Lady Mary and the Fräulein had been sitting in the drawing-room all this time waiting for Lady Maulevrier to come to tea. They heard her come in from the garden; and then the footman told them that she was in the library with a stranger. Not even the muffled sound of voices penetrated the heavy velvet curtain and the thick oak door. It was only by the loud ringing of the bell and the sound of footsteps in the hall that Lady Mary knew of the guest’s departure. She went to the door between the two rooms, and was surprised to find it bolted.
‘Grandmamma, won’t you come to tea?’ she asked timidly, knocking on the oaken panel, but there was no reply.
She knocked again, and louder. Still no reply.
‘Perhaps her ladyship is going to take tea in her own room,’ she said, afraid to be officious.
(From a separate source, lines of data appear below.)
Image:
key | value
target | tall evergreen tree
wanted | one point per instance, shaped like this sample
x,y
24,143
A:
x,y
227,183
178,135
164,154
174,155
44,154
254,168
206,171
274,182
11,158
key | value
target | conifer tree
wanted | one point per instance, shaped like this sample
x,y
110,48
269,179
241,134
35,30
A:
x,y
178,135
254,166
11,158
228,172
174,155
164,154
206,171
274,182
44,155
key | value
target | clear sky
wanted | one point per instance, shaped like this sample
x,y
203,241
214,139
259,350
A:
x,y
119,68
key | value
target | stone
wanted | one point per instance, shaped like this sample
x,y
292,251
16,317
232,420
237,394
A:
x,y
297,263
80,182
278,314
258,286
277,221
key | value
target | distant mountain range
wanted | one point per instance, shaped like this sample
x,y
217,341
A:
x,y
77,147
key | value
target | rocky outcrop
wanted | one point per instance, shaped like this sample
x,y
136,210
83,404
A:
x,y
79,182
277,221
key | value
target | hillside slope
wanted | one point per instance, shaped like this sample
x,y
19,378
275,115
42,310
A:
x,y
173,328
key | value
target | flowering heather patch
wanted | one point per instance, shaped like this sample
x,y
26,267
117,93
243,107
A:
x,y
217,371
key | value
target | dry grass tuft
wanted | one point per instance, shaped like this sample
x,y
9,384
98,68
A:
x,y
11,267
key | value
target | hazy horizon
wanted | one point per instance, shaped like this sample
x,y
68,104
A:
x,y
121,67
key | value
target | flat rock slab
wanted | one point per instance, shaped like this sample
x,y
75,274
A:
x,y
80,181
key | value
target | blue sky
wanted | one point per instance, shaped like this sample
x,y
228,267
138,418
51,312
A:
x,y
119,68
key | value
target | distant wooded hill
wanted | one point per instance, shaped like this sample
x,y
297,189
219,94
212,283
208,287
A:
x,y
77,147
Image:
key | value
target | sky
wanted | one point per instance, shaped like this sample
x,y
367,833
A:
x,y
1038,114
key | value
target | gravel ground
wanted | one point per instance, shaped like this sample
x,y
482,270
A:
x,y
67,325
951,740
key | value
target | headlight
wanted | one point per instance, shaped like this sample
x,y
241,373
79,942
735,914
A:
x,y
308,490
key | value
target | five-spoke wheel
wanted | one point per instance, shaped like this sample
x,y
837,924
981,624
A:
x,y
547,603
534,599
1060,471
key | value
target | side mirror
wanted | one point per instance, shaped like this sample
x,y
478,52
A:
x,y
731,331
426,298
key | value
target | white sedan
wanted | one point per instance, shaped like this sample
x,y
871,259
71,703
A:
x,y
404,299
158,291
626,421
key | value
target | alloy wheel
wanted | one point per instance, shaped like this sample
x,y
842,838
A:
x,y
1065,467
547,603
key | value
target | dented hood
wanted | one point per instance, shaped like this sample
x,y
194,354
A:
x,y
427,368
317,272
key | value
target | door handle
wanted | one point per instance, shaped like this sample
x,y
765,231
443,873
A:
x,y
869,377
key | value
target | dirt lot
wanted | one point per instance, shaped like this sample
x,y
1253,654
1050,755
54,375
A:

Attendance upon her grandmother at afternoon tea had been one of Lesbia’s particular duties; but Mary felt that she was an unwelcome substitute for Lesbia. She wanted to get a little nearer her grandmother’s heart if she could; but she knew that her attentions were endured rather than liked.
She went into the hall, where the footman on duty was staring at the light snowflakes dancing past the window, perhaps wishing he were a snowflake himself, and enjoying himself in that white whirligig.
‘Is her ladyship having tea in the morning-room?’ asked Mary.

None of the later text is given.